A decade and nearly 3,000 shots later, NIF is still generating more fizz than bang, hampered by the complex and little-known behavior of laser targets when they vaporize and implode. But with new target designs and laser pulse shapes, coupled with better tools to monitor miniature explosions, NIF researchers believe they are close to an important intermediate milestone known as “burning plasma”: a fusion burn sustained rather by the heat of the reaction itself. with respect to the input of laser energy.
Self-heating is the key to burning all fuel and achieving uncontrolled energy gain.
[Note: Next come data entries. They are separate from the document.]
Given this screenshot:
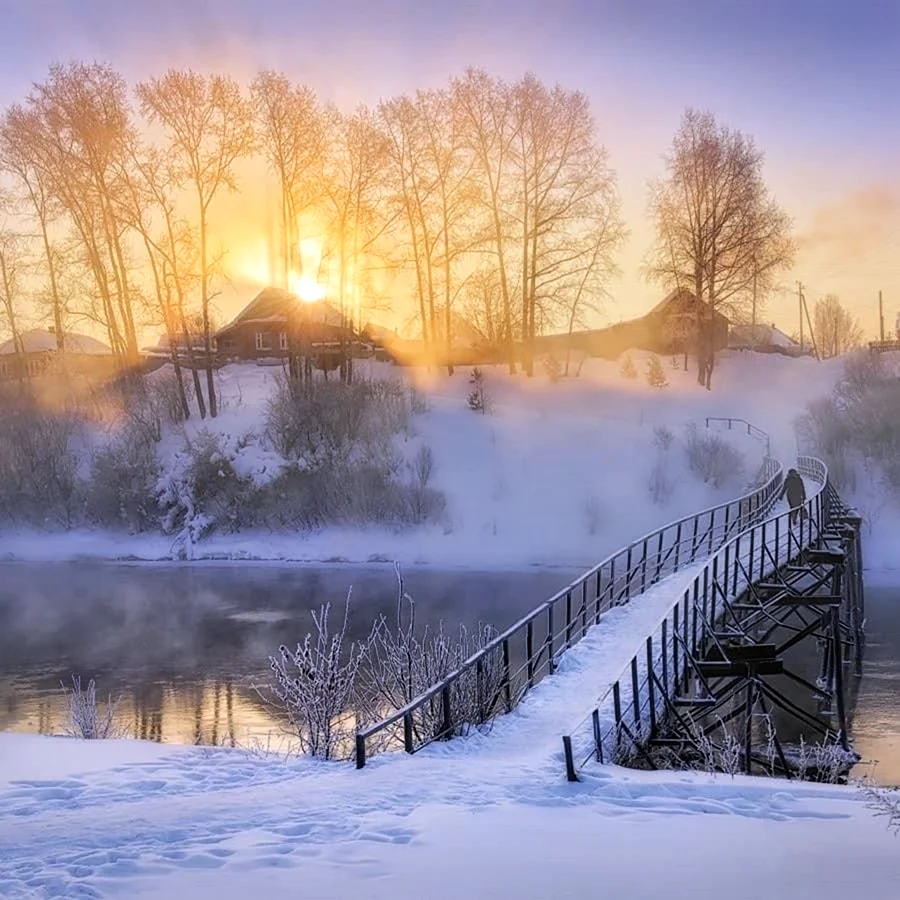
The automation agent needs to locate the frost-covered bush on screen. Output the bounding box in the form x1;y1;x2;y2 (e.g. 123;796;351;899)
647;425;675;505
795;352;900;495
0;389;82;525
86;428;160;531
258;378;445;529
358;566;505;743
685;422;744;488
60;675;120;741
269;595;366;759
266;376;411;469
Once NIF reaches the threshold, simulations suggest it will have an easier path to ignition, says Mark Herrmann, who oversees Livermore’s fusion program. “We are pushing as hard as we can,” he says. “You can feel the acceleration in our understanding.” The exteriors are also impressed. “You feel like there is steady progress and less guesswork,” says Steven Rose, co-director of the Center for Inertial Fusion Studies at Imperial College London. “They are moving away from traditionally held projects and trying new things.”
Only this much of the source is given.